Book 3, chapter 2, paragraph 33

[De la richesse commerciale, Sismondi, 1803, Original, 192-194]

   AUBE. Le Département de l’Aube est du petit nombre de ceux dont les manufactures sont favorisées par le monopole que donnent les douanes. L’on avait établi dans la ville de Troyes une manufacture d’étoffes de coton, à l’imitation des Anglais que l’on voulait rivaliser; mais les basins, futaines, piqués, et toiles de coton, qui sortaient de cette fabrique, ne pouvaient et ne peuvent encore soutenir la concurrence des Anglais, qui travaillent mieux et à meilleur marché. La manufacture fut donc surtout florissante quand les anciennes prohibitions étaient maintenues dans toute leur force. L’année 1784 était l’époque de sa plus haute prospérité: le traité de commerce qui se fit peu après avec l’Angleterre, et qui affranchit les consommateurs de nombre d’extorsions, fit jeter les hauts cris à tous ceux dès fabricants dont la prospérité était artificielle. Ceux de Troyes furent obligés de diminuer progressivement le nombre de leurs métiers, dès cette époque jusques en 1792. Depuis lors la prohibition des marchandises anglaises leur a rendu de la vigueur, et ils se soutiennent en dépit de la dilapidation de leurs capitaux. Quelques pertes que leur aient causé le maximum, la chute des assignats, et une taxe révolutionnaire de 1,800,000 francs eu numéraire, qu’on les a forcés de payer, leur commerce est aussi actif qu’en 1791, parce qu’au moyen du monopole, ils ont attiré à eux les capitaux de l’agriculture, et des autres commerces plus réellement utiles au pays (18). Il paraît qu’il y a actuellement 1103 métiers travaillants pour cette manufacture, et qu’il en reste 367 qui ne sont point occupés.

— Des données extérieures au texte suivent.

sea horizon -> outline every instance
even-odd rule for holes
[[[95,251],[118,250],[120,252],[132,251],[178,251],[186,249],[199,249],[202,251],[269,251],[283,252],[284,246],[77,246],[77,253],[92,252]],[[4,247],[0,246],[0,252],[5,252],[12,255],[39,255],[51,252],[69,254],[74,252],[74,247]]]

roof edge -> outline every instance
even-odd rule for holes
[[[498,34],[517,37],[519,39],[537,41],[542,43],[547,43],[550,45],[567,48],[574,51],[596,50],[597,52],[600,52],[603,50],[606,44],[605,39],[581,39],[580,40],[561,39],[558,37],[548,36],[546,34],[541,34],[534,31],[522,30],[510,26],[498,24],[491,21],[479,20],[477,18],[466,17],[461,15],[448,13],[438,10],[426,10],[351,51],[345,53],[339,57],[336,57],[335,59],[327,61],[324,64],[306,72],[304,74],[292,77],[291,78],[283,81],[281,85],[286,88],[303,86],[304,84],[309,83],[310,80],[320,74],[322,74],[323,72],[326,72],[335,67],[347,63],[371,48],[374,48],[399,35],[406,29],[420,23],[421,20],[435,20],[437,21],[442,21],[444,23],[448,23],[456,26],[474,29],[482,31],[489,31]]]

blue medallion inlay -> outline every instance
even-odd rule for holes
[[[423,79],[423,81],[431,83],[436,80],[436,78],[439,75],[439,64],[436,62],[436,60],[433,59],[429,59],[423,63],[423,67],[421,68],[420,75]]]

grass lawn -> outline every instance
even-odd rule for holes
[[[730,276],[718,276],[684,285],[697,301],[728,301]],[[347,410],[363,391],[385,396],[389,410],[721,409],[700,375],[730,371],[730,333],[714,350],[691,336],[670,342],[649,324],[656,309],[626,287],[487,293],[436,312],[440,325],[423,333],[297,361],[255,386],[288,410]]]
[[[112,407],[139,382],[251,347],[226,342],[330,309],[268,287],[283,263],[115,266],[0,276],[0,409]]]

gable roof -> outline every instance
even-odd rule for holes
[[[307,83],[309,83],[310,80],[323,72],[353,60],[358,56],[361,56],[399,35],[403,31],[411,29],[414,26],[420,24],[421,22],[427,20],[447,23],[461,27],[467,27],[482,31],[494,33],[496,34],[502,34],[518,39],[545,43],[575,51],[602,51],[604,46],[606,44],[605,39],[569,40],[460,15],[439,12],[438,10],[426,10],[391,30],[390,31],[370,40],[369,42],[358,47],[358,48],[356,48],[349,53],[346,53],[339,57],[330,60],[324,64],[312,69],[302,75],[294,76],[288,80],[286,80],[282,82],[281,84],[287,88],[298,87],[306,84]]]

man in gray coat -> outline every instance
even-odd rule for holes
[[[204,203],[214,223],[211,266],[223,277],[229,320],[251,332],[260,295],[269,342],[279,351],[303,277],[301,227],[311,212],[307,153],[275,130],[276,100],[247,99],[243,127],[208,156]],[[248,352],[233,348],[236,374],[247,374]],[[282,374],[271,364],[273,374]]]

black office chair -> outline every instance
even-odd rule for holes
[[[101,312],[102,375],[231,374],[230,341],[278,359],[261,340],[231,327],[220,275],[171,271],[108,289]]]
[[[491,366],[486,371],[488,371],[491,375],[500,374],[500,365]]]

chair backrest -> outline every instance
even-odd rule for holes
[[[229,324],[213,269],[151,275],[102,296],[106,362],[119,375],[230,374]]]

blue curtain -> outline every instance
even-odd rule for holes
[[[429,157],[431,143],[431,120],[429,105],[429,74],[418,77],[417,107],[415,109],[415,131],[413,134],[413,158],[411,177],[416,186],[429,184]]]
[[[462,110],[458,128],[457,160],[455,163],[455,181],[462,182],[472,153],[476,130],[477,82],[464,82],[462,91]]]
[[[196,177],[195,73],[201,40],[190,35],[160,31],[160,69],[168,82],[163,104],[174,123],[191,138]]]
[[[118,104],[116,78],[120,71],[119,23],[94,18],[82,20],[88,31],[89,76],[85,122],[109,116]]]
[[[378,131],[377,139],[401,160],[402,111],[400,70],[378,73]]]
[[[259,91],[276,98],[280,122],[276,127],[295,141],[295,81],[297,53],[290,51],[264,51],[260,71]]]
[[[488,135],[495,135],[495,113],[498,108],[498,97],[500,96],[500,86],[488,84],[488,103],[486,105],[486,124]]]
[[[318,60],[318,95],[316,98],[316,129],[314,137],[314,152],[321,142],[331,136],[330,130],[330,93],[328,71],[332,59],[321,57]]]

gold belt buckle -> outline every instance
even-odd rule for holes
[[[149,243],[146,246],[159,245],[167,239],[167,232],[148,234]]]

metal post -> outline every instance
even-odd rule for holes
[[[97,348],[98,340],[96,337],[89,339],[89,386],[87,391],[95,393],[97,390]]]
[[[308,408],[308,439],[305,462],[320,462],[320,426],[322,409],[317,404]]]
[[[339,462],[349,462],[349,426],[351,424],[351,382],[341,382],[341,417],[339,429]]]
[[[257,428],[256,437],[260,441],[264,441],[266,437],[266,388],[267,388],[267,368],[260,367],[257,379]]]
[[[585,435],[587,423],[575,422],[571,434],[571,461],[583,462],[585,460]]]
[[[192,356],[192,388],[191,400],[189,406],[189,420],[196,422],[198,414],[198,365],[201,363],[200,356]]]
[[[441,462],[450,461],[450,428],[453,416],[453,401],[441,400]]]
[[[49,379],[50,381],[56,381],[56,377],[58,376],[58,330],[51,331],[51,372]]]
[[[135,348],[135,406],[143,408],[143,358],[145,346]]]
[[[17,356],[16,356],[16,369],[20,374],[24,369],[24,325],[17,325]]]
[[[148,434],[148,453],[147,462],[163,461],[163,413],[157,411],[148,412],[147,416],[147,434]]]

On ne peut savoir au juste quel était leur nombre, et la somme de leur produits avant le traité de commerce de 1786; car il y a à cet égard la plus grande contradiction entre les cit. Loiselet et Descolins d’une part, et le cit. Beugnot de l’autre; si l’on en croit les premiers qui cherchent à relever l’importance de la manufacture, elle occupait alors 3240 métiers, et produisait une valeur de 9,933,600 fr. D’après le second, ses produits n’auraient valu que deux millions; il ne paraît pas qu’ils aillent à présent fort au delà d’un million de francs.

[Translation]

   AUBE. The department of Aube is one of the few where manufactures are given preferential treatment by means of monopoly made possible by customs duties. In the city of Troyes, a cotton mill was built in imitation of the English ones that we wanted to rival. But the brocade, fustian, piqué, and cotton cloth, which came from this manufactory, could not and cannot still compete with the English counterparts, which are more productive at a lower cost. Therefore, the manufactory was, above all, flourishing when former prohibitions were maintained with all their force. The year 1784 saw the manufactory the most prosperous; the commercial treaty, which was concluded with England soon and which emancipated consumers from a number of extortions, provoked outcries against those manufacturers whose prosperity was artificial. Manufacturers in Troyes could not help diminishing gradually the number of their looms from this time to 1792. Since 1792, the prohibition of English commodities has permitted them to regain vigour, and they are sustained in spite of the misappropriation of their capitals. Whatever loss they may sustain thanks to the maximum price act, the collapse of assignats and a revolutionary tax of 1,800,000 francs in specie, which we could not help paying, their trade is as active as in 1791, because, by means of monopoly, they have attracted capitals from agriculture and other branches of trade which are really more useful to the country (18). It seems that there are at present 1103 weaving looms for this manufactory, and that 367 of them are left unemployed. No one can know exactly their number and the amount of their produce before the commercial treaty of 1786, because there is the greatest contradiction in this respect between the said Loiselet and Descolins on the one hand, and the said Beugnot on the other hand. If you believe the formers who try to emphasise the importance of the manufactory, then it employed 3240 weaving looms, and produced 9,933,600 francs in value. According to the latter, its produce was only worth 2 million. It does not seem that at present its produce is much more than one million francs.

Sunday, 18 April 2010

Book 3, chapter 2, paragraph 32

[De la richesse commerciale, Sismondi, 1803, Original, 191]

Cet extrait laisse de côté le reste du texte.